Are the 5-speeds more desirable or something?


----------



## rhenning

They are rare therefore desirable  Only built for a bit over one year.  Roger


----------



## island schwinn

my friend GTs58 and myself started a thread and registry about the 5 speeds a couple years ago on schwinnbikeforum.to date,we've indentified only 70 of these models.i'm sure there are a few still hiding out,but at that number,they would be considered rare.especially when you take into account how many bikes schwinn built in those days.the official introduction was in mid 61 and ran all the way through 62,with one 63 documented so far.


----------



## cyberpaull

*Thanks*



island schwinn said:


> my friend GTs58 and myself started a thread and registry about the 5 speeds a couple years ago on schwinnbikeforum.to date,we've indentified only 70 of these models.i'm sure there are a few still hiding out,but at that number,they would be considered rare.especially when you take into account how many bikes schwinn built in those days.the official introduction was in mid 61 and ran all the way through 62,with one 63 documented so far.




Thanks for the info. This way I can break down the serial numbers somewhat, to make sure the corvette is from the right time.


----------



## island schwinn

right after i typed the last post,i went on a mission about 30 minutes from me and picked up another 5 speed in stockton.it's for a friend,but it's a real nice bike.
just be patient and you'll find one soon enough.


----------



## GTs58

Here is that Black Corvette you have pictured when it was for sale on ebay around three + years ago. It was redone, sold and the current seller/owner has had it for almost two years I think. He also added a few items not original to the bike. It is definitely a 5 speed Corvette.
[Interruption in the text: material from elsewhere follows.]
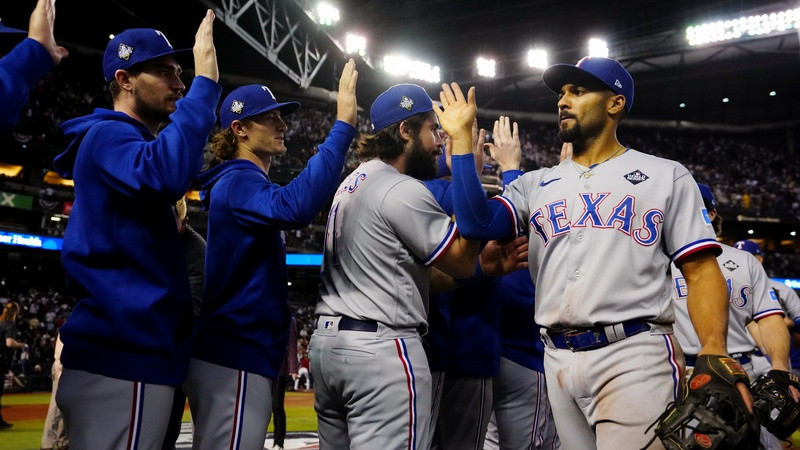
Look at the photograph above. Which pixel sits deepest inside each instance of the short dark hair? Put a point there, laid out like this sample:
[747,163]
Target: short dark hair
[388,143]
Do you have the ad link for that Red Corvette, or any info on it including the serial number?


----------



## GTs58

*Found It*

Craigs listing http://losangeles.craigslist.org/lac/bik/4222874539.html

From what I can see in the pictures it looks like the real deal to me. A 61 model with the 61 only stem and the seller states he has the original seat and bars. Hopefully the correct grips are on the stored bars. The rear derailleur is a 1964 or 65 steel wheeled Huret and it may be a Schwinn issued piece sporting the Sprint tag that was attached to the Hershey kiss indent. The small cap bow pedals are not correct nor is the 1964 and up spoke protector.


----------



## vincev

I know GT is probably tired of seeing these two but I like posting them.The one could use a better seat.They are the real deals.Both looked kind of bad but cleaned up nicely.Did reroute the brake cable on the one.lol


----------



## Rear Facing Drop Out

*5 speed*

They are not as rare as once believed but is the coolest and still the rarest of the corvettes. I have had three and know of at least two collectors (off the grid) with one of each color.


----------



## GTs58

I never get tired looking at those Vince. 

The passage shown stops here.